14 thoughts on “The long and short of it

  1. Superbly written Rekhs!!! So true… The joys of laboriously doing some thing no longer exists… Even greeting cards have become instant with e-cards, and kids no longer inspired to create them…

  2. Over the years, I realised how much these lessons from elders(read parents, grandparents) have helped me, especially at work. And i want to thank all of them. Thanks Rekha for reminding how grateful we should be to our elders for what we are now…

  3. From Suzy, my friend who sent me a mail because she couldn’t comment here:
    You took me back to my childhood rekha. there is a kind of warmth in your style that infuses the reader. Keep it up!

  4. Nice – with my parents around, I too remember the vegetable cutting days.
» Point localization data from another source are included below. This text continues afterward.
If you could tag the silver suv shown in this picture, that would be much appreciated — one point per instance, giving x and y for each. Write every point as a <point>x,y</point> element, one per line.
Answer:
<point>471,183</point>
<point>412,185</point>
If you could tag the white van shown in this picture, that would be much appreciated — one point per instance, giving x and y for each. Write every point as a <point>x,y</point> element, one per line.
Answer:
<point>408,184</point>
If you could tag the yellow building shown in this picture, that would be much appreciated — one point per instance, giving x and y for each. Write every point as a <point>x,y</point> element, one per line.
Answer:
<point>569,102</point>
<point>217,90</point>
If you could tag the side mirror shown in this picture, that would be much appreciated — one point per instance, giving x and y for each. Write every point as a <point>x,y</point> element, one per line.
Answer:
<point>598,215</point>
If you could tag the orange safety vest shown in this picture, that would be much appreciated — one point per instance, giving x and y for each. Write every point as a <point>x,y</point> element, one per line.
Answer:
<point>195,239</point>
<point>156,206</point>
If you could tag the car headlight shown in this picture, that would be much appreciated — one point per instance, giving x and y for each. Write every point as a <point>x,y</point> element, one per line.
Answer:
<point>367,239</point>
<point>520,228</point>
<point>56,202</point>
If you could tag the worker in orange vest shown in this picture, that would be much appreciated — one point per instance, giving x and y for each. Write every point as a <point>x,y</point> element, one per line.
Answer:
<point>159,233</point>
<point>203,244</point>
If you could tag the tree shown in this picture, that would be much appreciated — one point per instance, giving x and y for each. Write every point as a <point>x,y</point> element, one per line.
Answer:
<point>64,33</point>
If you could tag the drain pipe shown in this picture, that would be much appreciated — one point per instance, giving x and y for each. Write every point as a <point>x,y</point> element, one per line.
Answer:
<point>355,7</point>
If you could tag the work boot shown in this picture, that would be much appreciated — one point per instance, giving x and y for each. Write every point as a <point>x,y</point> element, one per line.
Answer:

The wife gets paranoid if the kid climbs a wall – i used to jump off the parapet from the first floor playing “chor police”. I too felt the same when I wrote a letter of appreciation yesterday at the Kempinski hotel in Amman for a young lad who extended a smiling service at the breakfast cafe. Found out how difficult it was for me to read what I had written myself!! Guess told the manager please ask your hotel pharmacist to read it out 🙂

  5. we learn precious things from our elders, including our parents. however, some of the present day parents (including myself) do not bother to teach their children what they have learnt from their parents. I realized my mistakes, may be two to three ago and started to teach so many good things to my children. Rekha, you deserve appreciation bringing out such a matter in the blog.